Research Gaps Remain
While the US MEC 2016 and US SPR 2016 are based on the latest clinical evidence, there are still knowledge gaps when it comes to certain subjects, according to scientists who participated in the documents’ publication.4
The current evidence leaves many important questions unanswered concerning the timing of IUD placement after treatment for STIs or PID, the researchers note. At the 2015 expert meeting to update the US MEC and US SPR, the group of family planning experts, along with CDC scientists, determined that the evidence was insufficient to make any recommendations. The current practice to wait three months after treatment for IUD insertion is based on the prescribing information; however, further research may help increase access to IUDs if studies determine that IUDs can be inserted safely sooner.4
Evidence also is lacking when it comes to safety issues of possible interactive effects of hormonal contraceptives and commonly used medications for behavioral or psychological disorders, according to the US MEC. After reviewing the evidence, the CDC added new recommendations for selective serotonin reuptake inhibitors to the drug interactions section of the 2016 US MEC. Due to the dearth of published research evaluating the safety of co-administration of most individual psychotropic drugs with hormonal contraceptives, the 2016 guidance does not include recommendations for any other category of psychotropic drugs.
The classifications for progestin-only contraceptive (POC) use in the 2010 US MEC were drawn from the understanding that such use generally is safe with respect to concerns about thromboembolism.

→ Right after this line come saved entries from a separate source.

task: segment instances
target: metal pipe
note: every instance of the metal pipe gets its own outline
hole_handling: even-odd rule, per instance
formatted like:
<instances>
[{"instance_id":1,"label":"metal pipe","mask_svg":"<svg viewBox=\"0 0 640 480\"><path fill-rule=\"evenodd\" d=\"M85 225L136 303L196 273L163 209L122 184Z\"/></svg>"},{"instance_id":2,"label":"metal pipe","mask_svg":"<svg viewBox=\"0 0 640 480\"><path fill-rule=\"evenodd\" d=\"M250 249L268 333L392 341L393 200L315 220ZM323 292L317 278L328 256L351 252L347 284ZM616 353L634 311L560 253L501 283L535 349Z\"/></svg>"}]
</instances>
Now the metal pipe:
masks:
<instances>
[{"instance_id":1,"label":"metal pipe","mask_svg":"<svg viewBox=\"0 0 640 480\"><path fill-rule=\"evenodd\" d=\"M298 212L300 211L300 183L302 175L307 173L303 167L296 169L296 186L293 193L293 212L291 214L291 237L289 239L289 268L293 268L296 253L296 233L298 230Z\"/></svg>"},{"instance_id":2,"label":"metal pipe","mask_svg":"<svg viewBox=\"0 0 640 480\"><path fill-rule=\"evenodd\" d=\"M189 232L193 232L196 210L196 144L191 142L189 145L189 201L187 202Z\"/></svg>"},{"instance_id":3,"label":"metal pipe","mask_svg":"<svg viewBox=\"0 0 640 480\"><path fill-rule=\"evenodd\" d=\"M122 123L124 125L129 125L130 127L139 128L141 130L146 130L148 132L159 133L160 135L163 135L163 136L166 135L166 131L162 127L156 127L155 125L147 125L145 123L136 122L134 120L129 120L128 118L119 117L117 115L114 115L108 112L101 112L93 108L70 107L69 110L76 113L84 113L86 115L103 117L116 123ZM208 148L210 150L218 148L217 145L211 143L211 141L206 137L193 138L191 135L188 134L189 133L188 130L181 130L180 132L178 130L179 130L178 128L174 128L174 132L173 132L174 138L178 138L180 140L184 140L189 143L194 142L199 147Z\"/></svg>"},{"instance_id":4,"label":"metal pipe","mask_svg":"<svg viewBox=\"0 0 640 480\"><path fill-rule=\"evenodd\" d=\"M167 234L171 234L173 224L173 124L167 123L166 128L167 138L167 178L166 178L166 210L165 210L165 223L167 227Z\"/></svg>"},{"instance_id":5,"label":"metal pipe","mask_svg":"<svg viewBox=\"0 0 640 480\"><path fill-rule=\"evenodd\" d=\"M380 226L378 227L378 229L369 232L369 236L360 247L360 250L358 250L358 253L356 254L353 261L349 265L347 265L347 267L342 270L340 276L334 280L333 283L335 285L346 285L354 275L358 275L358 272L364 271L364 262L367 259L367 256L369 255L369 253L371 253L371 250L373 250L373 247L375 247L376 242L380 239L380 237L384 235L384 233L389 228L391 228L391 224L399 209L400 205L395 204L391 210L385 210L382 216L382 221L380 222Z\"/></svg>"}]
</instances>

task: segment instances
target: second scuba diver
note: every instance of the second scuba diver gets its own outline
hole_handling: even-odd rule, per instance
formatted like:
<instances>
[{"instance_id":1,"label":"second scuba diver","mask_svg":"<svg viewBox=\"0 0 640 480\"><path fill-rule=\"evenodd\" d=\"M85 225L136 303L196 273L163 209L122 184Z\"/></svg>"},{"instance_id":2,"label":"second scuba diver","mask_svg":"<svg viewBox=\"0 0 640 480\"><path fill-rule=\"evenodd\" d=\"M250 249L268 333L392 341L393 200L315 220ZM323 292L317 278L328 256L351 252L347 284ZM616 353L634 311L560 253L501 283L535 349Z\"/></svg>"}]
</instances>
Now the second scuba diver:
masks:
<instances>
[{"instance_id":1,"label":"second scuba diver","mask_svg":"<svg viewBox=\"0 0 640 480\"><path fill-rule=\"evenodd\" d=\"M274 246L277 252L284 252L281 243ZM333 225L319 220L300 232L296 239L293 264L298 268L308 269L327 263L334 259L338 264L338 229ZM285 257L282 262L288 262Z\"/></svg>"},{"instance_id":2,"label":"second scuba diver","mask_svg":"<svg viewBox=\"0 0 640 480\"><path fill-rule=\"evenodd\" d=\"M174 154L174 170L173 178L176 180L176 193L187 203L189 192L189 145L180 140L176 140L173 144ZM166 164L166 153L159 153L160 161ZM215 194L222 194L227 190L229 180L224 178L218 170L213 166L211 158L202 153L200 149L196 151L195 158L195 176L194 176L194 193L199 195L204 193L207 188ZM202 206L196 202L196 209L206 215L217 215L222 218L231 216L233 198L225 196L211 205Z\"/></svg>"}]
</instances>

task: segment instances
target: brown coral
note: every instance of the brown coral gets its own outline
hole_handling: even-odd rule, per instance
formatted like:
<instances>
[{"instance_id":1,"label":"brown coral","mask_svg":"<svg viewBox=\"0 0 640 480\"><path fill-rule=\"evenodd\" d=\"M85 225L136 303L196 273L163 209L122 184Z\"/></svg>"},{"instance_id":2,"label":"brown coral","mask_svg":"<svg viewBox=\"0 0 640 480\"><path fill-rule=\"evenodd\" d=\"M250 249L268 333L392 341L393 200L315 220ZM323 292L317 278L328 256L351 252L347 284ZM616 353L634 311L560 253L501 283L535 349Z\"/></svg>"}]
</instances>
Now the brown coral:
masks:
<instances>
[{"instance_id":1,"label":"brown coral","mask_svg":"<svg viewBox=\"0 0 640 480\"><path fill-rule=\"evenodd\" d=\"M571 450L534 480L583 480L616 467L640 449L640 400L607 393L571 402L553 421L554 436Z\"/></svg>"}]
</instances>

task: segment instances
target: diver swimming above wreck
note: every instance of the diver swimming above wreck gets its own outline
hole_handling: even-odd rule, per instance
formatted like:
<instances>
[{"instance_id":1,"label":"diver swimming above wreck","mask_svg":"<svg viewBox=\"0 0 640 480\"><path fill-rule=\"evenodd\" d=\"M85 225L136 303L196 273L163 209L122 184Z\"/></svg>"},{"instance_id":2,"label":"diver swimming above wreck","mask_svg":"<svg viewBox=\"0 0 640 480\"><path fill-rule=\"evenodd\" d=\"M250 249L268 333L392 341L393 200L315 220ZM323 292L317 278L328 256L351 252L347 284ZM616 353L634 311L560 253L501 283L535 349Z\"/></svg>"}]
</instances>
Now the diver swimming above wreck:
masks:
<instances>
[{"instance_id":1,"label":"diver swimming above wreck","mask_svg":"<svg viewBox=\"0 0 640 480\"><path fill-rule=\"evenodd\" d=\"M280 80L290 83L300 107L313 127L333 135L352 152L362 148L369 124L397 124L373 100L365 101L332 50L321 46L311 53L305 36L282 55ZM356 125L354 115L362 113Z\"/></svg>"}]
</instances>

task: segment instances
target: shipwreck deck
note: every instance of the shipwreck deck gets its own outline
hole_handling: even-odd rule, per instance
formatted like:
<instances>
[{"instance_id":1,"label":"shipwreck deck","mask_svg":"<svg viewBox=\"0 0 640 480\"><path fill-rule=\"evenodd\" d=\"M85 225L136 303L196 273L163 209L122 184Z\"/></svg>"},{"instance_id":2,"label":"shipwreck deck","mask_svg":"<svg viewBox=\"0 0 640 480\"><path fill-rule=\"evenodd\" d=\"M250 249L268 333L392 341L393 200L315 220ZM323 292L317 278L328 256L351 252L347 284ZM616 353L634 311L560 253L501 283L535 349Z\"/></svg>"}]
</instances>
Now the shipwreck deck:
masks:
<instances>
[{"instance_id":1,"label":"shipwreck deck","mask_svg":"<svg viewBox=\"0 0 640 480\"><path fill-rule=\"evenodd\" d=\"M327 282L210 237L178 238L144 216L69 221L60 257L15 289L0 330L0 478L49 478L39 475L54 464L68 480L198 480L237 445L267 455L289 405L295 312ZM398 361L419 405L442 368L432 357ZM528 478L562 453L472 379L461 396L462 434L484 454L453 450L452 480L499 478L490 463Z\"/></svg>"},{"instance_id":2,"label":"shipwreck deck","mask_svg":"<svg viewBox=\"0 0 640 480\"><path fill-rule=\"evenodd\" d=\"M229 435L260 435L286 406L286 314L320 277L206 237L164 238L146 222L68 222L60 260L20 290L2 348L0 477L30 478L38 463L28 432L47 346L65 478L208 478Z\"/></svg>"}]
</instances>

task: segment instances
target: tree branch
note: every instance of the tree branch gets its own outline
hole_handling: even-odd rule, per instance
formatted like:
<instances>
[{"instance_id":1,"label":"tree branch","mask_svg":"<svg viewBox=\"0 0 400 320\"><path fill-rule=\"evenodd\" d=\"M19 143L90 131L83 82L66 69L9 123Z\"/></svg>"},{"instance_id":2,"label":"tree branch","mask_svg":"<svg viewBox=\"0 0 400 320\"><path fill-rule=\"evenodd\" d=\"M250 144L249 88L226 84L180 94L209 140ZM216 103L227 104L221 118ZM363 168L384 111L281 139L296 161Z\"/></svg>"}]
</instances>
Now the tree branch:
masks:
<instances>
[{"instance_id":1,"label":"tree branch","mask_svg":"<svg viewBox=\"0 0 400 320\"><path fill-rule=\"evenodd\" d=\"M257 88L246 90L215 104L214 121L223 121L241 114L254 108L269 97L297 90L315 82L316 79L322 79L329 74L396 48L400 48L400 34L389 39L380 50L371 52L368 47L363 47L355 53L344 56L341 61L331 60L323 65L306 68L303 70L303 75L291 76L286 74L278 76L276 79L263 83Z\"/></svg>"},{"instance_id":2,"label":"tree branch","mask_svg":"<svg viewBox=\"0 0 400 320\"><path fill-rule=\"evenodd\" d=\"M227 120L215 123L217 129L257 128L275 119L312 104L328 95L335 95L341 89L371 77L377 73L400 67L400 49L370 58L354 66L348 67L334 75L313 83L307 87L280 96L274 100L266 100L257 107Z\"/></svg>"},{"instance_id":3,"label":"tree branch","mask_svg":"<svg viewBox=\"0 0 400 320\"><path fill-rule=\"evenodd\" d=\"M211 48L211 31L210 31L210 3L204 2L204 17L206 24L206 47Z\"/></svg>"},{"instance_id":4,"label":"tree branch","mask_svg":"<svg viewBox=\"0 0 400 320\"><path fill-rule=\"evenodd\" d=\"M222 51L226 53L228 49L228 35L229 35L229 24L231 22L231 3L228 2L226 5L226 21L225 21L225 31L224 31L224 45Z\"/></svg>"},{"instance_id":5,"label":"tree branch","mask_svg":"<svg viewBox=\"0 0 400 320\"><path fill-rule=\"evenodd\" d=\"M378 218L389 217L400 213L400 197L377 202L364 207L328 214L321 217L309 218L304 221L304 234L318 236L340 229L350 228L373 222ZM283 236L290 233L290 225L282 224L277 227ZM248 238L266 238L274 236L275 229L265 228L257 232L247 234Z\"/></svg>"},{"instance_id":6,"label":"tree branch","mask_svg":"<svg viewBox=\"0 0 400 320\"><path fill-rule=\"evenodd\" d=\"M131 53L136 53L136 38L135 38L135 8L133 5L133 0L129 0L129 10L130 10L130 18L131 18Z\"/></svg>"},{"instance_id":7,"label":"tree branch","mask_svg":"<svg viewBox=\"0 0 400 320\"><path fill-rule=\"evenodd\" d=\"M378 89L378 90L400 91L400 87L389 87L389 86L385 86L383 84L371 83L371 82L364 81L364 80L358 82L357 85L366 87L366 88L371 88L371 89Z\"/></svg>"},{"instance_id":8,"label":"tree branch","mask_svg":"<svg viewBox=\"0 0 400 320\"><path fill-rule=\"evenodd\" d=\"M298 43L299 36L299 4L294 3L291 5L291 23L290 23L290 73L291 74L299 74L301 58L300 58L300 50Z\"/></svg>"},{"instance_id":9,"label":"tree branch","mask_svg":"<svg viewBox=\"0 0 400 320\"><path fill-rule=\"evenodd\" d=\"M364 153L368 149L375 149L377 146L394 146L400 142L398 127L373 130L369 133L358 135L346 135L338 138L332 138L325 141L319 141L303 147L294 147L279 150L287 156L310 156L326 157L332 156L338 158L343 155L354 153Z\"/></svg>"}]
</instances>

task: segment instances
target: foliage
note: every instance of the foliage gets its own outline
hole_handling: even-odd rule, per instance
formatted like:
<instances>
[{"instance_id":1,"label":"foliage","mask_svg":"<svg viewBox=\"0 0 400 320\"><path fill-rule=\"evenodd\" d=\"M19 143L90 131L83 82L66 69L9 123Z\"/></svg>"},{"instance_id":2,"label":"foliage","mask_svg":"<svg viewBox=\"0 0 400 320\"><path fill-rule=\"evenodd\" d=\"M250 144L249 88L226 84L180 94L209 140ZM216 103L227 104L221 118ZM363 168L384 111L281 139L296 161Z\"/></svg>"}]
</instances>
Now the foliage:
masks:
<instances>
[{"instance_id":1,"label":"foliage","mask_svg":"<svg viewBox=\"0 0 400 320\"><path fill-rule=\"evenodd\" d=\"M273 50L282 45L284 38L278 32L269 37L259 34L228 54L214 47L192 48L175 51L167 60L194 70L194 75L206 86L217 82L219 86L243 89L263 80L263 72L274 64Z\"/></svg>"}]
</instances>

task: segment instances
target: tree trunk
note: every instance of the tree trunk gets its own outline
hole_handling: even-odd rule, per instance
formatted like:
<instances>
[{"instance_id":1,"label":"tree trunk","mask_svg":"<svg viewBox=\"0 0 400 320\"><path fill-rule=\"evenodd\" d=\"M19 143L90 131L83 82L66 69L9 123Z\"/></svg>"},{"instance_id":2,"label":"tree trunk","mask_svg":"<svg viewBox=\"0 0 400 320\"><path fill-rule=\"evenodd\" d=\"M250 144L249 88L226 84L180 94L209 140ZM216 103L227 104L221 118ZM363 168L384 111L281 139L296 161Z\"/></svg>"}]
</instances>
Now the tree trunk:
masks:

However, emerging evidence raises potential concerns, and additional work on this issue is needed, the researchers note.
“Based on the evidence from the systematic review and additional background information on thrombosis risk among women of reproductive age, CDC determined that there was not sufficient evidence to change recommendations for use of POCs related to thrombosis risk at this time,” the scientists write. “Additional evidence of high quality is needed to inform recommendations for POC use among women who have risk factors for thrombosis.”
- Curtis KM, Tepper NK, Jatlaoui TC, et al. U.S. Medical Eligibility Criteria for Contraceptive Use, 2016. MMWR Recomm Rep 2016; 65(3):1-103.
- Curtis KM, Jatlaoui TC, Tepper NK, et al. U.S. Selected Practice Recommendations for Contraceptive Use, 2016. MMWR Recomm Rep 2016; 65(4):1-66.
- Curtis KM. Contraceptive resources from CDC: 2016 US MEC and US SPR updates. Presented at the 2016 National Reproductive Health Conference. Chicago; July 2016.
- Horton LG, Folger SG, Berry-Bibee E, et al. Research gaps from evidence-based contraception guidance: The U.S. Medical Eligibility Criteria for Contraceptive Use, 2016 and the U.S. Selected Practice Recommendations for Contraceptive Use, 2016. Contraception 2016; doi: 10.1016/j.contraception.2016.07.017.